I like 1/4 zips. Can wear them with a t-shirt or a sport shirt with a button-down collar. Jeans, khakis, chinos.


----------



## jean-paul sartorial (Jul 28, 2010)

I feel like the key to 1/4 zip sweaters (really all zip sweaters to some extent) is the neck. Some of them are too stiff and too tall so when the sweater is unzipped they "collar" is still up and is very annoying. OTOH, some of them are so floppy or short they almost end up under the collar of your shirt. The one Cruiser is wearing in that pic looks good.
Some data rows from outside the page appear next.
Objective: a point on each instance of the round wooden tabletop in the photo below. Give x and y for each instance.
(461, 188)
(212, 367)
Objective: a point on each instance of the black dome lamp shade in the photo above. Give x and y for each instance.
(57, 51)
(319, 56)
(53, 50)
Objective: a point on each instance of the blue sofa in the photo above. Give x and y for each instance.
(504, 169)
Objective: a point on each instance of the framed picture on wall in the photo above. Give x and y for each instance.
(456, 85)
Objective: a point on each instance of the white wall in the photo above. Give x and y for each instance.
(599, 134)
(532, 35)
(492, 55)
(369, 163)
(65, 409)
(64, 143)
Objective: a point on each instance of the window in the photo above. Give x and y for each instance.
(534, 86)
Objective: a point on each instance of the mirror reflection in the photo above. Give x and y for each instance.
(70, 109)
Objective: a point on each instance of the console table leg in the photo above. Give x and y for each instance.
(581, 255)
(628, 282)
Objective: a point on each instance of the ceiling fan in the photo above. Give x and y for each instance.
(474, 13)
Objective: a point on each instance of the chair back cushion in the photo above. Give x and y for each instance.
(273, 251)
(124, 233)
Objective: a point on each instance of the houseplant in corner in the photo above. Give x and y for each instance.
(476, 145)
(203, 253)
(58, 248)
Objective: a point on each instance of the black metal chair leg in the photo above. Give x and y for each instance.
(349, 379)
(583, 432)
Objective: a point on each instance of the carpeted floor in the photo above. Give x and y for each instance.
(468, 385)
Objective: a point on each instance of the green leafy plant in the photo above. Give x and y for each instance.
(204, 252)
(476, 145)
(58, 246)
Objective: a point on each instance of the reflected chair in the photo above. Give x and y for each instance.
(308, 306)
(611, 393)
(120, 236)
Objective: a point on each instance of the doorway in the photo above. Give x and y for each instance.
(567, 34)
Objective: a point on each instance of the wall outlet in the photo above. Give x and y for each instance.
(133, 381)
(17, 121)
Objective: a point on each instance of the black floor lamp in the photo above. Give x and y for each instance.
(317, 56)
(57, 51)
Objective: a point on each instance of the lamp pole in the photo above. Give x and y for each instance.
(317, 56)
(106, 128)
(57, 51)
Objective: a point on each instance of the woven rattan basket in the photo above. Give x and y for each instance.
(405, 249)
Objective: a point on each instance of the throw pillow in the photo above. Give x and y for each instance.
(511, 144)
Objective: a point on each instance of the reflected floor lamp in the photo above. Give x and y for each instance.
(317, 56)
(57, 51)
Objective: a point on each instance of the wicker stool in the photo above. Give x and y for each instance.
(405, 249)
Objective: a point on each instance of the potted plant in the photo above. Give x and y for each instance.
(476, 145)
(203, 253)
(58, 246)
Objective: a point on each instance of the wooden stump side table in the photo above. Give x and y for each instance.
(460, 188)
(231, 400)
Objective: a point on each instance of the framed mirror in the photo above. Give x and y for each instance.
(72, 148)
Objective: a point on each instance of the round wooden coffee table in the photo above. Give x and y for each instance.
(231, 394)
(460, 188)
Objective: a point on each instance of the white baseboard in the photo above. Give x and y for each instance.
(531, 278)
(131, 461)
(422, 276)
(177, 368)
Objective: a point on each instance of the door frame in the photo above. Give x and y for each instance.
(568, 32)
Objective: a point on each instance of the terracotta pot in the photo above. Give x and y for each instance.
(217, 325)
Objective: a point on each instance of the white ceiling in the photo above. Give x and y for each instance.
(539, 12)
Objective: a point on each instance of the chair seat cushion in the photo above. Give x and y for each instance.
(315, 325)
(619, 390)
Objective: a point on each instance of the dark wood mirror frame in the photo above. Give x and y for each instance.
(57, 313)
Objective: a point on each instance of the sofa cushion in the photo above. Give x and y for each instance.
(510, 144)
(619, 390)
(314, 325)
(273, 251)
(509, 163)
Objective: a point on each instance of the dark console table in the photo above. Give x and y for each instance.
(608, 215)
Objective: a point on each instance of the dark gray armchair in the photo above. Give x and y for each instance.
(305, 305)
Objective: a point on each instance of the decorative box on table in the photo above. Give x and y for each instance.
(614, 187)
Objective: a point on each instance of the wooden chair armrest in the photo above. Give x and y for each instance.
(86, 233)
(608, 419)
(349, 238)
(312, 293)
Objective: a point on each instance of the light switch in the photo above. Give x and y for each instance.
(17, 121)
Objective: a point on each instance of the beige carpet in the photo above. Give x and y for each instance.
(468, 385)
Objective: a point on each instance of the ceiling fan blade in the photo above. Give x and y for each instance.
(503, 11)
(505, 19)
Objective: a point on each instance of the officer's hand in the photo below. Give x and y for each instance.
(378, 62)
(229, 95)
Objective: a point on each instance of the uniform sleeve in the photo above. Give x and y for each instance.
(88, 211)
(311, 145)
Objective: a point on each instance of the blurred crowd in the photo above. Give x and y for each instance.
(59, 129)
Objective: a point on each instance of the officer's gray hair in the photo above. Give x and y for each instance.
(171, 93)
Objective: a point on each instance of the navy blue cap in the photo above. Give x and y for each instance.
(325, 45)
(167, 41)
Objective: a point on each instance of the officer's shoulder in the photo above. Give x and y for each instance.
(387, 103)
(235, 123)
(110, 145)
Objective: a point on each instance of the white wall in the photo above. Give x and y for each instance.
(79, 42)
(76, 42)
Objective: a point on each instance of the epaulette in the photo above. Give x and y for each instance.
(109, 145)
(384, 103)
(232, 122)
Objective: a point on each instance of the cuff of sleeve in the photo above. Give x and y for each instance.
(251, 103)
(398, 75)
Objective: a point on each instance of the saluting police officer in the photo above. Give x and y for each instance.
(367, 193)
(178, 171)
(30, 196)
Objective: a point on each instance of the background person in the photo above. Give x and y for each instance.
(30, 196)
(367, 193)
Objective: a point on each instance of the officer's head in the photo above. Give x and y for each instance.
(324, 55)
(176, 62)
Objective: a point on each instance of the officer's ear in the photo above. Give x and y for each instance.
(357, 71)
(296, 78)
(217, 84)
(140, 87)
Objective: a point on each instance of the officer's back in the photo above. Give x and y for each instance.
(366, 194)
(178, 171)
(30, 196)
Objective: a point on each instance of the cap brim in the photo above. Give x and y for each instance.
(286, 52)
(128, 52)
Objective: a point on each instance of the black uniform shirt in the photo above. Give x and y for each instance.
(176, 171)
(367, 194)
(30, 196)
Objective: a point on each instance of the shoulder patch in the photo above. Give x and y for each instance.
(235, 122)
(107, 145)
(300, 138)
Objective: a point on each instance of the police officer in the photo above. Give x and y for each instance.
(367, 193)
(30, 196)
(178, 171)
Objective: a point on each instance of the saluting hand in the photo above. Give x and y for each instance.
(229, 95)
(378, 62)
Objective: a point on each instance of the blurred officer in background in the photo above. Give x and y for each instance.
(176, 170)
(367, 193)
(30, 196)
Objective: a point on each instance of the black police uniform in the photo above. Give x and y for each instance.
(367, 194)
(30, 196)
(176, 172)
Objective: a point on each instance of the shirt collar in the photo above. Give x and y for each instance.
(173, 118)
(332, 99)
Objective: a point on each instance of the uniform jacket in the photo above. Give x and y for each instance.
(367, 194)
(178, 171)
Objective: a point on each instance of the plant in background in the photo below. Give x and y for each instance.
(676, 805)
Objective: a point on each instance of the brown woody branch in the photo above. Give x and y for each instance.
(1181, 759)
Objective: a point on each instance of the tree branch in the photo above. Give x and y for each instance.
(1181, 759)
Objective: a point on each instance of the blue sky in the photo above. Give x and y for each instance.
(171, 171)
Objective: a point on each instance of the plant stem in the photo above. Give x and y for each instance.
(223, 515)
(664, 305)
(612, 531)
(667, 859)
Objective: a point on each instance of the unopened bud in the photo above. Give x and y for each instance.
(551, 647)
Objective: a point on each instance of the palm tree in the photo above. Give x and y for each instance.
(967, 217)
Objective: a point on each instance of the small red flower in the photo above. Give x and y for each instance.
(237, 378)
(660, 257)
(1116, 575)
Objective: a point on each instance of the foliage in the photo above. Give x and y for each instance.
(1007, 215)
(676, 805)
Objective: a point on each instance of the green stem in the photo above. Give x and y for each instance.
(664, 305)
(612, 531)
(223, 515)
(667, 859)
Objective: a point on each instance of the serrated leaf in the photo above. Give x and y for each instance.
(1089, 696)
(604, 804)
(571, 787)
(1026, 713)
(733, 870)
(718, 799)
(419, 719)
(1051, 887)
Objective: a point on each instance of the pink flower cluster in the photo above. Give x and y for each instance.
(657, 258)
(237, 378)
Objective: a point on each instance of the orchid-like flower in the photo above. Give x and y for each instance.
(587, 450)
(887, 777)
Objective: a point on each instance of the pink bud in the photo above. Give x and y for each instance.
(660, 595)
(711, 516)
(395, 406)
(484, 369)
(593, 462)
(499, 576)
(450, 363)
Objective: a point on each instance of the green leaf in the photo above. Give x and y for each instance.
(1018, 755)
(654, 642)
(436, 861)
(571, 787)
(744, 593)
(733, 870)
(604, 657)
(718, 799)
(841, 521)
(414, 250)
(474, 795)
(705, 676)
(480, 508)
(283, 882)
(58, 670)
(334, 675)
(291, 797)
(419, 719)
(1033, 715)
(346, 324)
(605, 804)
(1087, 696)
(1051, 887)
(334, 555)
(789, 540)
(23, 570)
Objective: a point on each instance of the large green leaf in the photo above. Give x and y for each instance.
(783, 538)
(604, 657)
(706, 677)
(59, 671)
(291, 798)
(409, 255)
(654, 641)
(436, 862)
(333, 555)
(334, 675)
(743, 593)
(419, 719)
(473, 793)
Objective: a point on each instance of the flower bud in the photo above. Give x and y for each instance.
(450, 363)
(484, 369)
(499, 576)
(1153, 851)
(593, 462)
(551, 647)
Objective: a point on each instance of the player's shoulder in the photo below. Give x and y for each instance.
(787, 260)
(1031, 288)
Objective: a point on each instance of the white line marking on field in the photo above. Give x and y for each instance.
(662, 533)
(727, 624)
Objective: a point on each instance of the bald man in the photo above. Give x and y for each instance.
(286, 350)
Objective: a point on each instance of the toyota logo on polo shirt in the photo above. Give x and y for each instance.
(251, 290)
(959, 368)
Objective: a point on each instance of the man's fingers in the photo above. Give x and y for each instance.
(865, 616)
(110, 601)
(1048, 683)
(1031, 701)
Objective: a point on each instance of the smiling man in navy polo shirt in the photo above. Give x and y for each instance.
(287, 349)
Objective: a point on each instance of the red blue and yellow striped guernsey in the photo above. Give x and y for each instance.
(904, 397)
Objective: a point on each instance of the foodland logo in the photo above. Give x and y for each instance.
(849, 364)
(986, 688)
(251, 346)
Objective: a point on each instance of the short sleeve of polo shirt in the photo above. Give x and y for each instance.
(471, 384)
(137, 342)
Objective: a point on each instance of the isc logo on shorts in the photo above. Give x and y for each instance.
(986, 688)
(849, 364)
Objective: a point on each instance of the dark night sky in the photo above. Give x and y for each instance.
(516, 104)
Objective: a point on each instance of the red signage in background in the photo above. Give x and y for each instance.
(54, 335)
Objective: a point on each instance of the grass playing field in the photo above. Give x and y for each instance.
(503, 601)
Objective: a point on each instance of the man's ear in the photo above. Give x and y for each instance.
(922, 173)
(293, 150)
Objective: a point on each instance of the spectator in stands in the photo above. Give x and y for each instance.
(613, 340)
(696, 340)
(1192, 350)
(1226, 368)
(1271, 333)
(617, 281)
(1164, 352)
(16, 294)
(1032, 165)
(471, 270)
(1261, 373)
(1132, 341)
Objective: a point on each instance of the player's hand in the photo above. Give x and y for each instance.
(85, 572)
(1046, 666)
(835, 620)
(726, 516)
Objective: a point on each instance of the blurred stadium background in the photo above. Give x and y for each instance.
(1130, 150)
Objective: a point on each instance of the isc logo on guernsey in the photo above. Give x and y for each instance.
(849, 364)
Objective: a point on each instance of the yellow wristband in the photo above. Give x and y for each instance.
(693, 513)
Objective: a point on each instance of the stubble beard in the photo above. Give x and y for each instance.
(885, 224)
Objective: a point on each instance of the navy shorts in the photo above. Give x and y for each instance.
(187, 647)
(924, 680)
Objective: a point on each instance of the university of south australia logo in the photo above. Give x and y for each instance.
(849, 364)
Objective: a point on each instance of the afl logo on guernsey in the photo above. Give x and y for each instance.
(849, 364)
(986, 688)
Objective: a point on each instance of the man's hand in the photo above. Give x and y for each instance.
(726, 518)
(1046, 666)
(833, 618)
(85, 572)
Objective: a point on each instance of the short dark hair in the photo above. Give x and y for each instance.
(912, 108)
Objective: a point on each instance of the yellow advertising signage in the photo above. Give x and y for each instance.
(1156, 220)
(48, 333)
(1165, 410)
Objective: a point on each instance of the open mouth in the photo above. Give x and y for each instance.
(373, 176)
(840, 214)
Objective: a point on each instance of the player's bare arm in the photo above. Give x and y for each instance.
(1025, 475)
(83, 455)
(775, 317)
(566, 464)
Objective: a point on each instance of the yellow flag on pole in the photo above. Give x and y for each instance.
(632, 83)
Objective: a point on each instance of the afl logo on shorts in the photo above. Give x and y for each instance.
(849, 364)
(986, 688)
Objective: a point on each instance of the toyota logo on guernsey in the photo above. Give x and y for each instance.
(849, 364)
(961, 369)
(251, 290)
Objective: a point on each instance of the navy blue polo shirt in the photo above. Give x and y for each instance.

I prefer the full length zip cardigan, but they seem to be getting harder and harder to find these days in anything other than fleece.


----------



## CuffDaddy (Feb 26, 2009)

I don't know why one would choose them over a more traditional polo-collared sweater with 3 buttons. But I'm just old-fashioned.


----------



## PJC in NoVa (Jan 23, 2005)

I like 'em. Own a couple in merino, which is pretty much the only type of sweater I wear anymore as I've developed a distaste for anything more bulky and I don't wear cashmere for fear that my heavy, gnarly 5 o'clock shadow will shred it. Plan to buy more this fall and winter in the usual classic solids such as wine, navy, black, and maybe a nice dark aubergine.


----------



## DougNZ (Aug 31, 2005)

CuffDaddy said:


> I don't know why one would choose them over a more traditional polo-collared sweater with 3 buttons. But I'm just old-fashioned.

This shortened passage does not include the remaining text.